On the mean-field limit of Vlasov-Poisson-Fokker-Planck equations

TL;DR

This paper proves the mean-field limit for particle systems governed by Vlasov-Poisson-Fokker-Planck equations, demonstrating convergence of the particle system to the effective PDE as the number of particles grows.

Contribution

It establishes a rigorous propagation of chaos result for systems with regularized Coulomb interactions, combining entropy methods and trajectory control techniques.

Findings

Proves strong convergence of particle marginals to the VPFP solution.

Handles systems with or without white noise in velocities.
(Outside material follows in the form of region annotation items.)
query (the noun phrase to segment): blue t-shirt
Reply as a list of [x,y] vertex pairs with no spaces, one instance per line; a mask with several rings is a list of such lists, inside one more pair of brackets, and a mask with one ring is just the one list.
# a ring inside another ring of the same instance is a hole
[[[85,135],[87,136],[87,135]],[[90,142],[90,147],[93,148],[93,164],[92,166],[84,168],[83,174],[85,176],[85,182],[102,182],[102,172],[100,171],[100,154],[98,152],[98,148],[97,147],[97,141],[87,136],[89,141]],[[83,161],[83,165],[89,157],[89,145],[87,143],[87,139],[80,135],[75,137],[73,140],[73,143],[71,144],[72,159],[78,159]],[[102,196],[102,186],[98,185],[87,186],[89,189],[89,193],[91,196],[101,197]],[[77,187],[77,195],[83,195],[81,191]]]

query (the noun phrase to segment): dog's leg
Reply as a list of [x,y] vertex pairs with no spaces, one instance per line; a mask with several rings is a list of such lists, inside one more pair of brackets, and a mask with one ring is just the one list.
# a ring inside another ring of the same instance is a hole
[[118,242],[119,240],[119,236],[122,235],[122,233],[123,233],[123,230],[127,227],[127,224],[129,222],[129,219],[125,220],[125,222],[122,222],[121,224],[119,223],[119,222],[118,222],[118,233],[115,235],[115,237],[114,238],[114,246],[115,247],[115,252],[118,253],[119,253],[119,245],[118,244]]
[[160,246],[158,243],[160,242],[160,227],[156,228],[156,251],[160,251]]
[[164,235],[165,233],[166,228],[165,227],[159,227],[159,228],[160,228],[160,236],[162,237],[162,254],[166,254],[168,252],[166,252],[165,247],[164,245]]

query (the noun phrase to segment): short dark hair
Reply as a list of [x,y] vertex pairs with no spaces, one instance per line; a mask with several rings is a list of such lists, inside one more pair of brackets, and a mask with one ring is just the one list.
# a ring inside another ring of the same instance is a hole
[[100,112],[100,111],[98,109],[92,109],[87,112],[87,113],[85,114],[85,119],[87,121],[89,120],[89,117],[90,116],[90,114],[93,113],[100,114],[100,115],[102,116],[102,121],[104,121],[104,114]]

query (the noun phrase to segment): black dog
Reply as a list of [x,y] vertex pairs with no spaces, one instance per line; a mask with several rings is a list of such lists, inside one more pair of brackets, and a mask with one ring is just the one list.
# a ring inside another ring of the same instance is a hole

Provides a unified approach for both VP and VPFP equations.

Abstract

The derivation of effective descriptions for interacting many-body systems is an important branch of applied mathematics. We prove a propagation of chaos result for a system of $N$ particles subject to Newtonian time evolution with or without additional white noise influencing the velocities of the particles. We assume that the particles interact according to a regularized Coulomb-interaction with a regularization parameter that vanishes in the $N\to\infty$ limit. The respective effective description is the so called Vlasov-Poisson-Fokker-Planck (VPFP), respectively the Vlasov-Poisson (VP) equation in the case of no or sub-dominant white noise. To obtain our result we combine the relative entropy method from \cite{jabinWang2016} with the control on the difference between the trajectories of the true and the effective description provided in \cite{HLP20} for the VPFP case respectively in \cite{LP} for the VP case. This allows us to prove strong convergence of the marginals, i.e. convergence in $L^1$.